I thought I would try and calculate the length of an X-expression's string representation without actually converting the whole thing to a string. I theorized that if I could do it with math and immutable strings, it would be faster. But it turned out to be three times slower! [edit: I removed all uses of match-like forms and got it down to a roughly 2x difference]
I’m curious if anyone has any insight as to why this is. Am I holding it wrong, or is (string-length (xexpr->string x)) just the fastest method?
The use-case is I have large x-expressions that I need to cleanly break up into chunks no larger than 5000 characters when converted to strings in order to fit under and API limit.
txexpr->value‘s implementation uses txexpr? to decide how it should parse the datum, where txexpr? needs to handle a lot of cases.
But if we assume that txexpr->value‘s input is a txexpr?, then there are many cases that we don’t need to check, allowing us to specialize/simplify the code significantly.

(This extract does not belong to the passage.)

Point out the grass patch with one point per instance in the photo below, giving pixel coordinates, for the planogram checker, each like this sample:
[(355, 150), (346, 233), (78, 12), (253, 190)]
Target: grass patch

If you use the following version instead:
(define (txexpr->values x)
(match x
[(list tag (? list? attrs) children ...)
(values tag attrs children)]
[(list tag children ...)
(values tag '() children)]))
it should be faster than the xexpr->string version.
That did it, this method is now about 5 times faster. Thanks!
Yes, it makes sense that any use of txexpr? slows things dow a lot, because it has to walk down the entire x-expression every time to verify it, and because of the map here it ends up being called several times for the same values.